First I assume this was due to some exception or other error happening but being hidden since it only happens on release builds with no debug. But after adding in-engine on-screen debug prints it became apparent that capsule/sphere-casts from the physics engine always return 0 hits once the bug is activated.

Normal raycasts seem to work though, since you can still jump and raycasting is being used to judge if the mover is grounded, will soon be grounded or was very recently grounded.
Since capsule/sphere-cast are only used at a few places, the first action was to replace capsule/sphere-casts with a bunch of normal raycasts, both methods that return multiple hits and as a fallback the method that just does a single hit.

Day 2.
Another day of testing and the results are that the new raycasts also stop working after a couple of hours.
But an interesting discovery is that slapping the mailboxes still work, also both grabbing and slapping things works normally in the two tutorial levels.

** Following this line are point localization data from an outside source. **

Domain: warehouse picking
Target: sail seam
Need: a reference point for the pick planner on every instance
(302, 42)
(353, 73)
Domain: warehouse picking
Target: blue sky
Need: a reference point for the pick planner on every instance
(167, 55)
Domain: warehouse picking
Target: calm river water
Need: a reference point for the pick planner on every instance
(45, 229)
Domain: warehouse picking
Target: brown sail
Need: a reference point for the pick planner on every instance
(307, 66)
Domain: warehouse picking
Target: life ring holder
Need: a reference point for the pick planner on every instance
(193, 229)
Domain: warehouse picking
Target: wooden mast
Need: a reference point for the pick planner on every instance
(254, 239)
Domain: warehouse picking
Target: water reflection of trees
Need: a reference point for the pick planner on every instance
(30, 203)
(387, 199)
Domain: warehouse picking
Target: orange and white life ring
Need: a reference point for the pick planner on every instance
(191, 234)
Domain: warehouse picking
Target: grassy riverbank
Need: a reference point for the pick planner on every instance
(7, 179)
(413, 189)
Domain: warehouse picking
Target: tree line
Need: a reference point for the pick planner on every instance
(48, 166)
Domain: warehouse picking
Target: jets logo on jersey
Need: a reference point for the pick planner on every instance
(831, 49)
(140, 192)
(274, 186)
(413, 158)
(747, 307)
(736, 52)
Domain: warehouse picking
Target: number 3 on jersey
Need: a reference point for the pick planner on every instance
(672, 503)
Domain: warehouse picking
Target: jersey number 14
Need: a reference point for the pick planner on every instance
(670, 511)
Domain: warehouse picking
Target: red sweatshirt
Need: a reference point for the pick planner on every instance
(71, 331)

And in one level slapping and grabbing actually works on one of the objects as long as it’s underwater.
Tutorial levels didn’t give me much of a clue, but the mailboxes are on another physics layer than the other items/players. So next step is to remove the layer masks and just filter the results when going through the hits, if there are any.
Water is using a trigger collider to detect objects and add buoyancy, so I tried adding an empty trigger collider covering the player as the maybe raycast only work if they start inside a trigger collider?

Day 3.
After one more day of testing the results are that while removing the layer masks didn’t solve the issue, the raycasts now start generating hits, but only on static colliders, seems raycasting only works against colliders that do not have a rigidbody attached to it. Which explains why the jumping still works as the majority of the ground is just static colliders. Same with the mailboxes, they are static objects.
Another new clue is that on levels with multiple floors the raycasting mostly works like it should on the top floors, but as soon as the mover comes down to the ground floor it stops working again.
The fact that it seems limited to the vertical axis and rigidbodies made me start thinking about the broadphase of the physics engine. While I don’t have the source for the engine, it seems likely that rigibodies would have a different broadphase test and for some reason after a few hours of playing on release builds the broadphase AABB testing would break down.
Using the standard broadphase type there’s no way to manually rebuild the broadphase data structure but when changing to multibox pruning there is. Calling this to rebuild the broadphase regions on each level load seems like a good thing to try.

Day 4-5.
After extensive testing over 2 days the bug can no longer be reproduced, seems changing the broadphase type and/or forcing a rebuild of the broadphase regions fixed it.
Everyone is happy, birds are singing, sun is shining (well, no, not in Stockholm). But damn these kinds of bugs sucks, especially on consoles.
Having source access to the engine might have helped, but finding and fixing a bug like this on a big engine would probably not have gone any faster than finding this workaround.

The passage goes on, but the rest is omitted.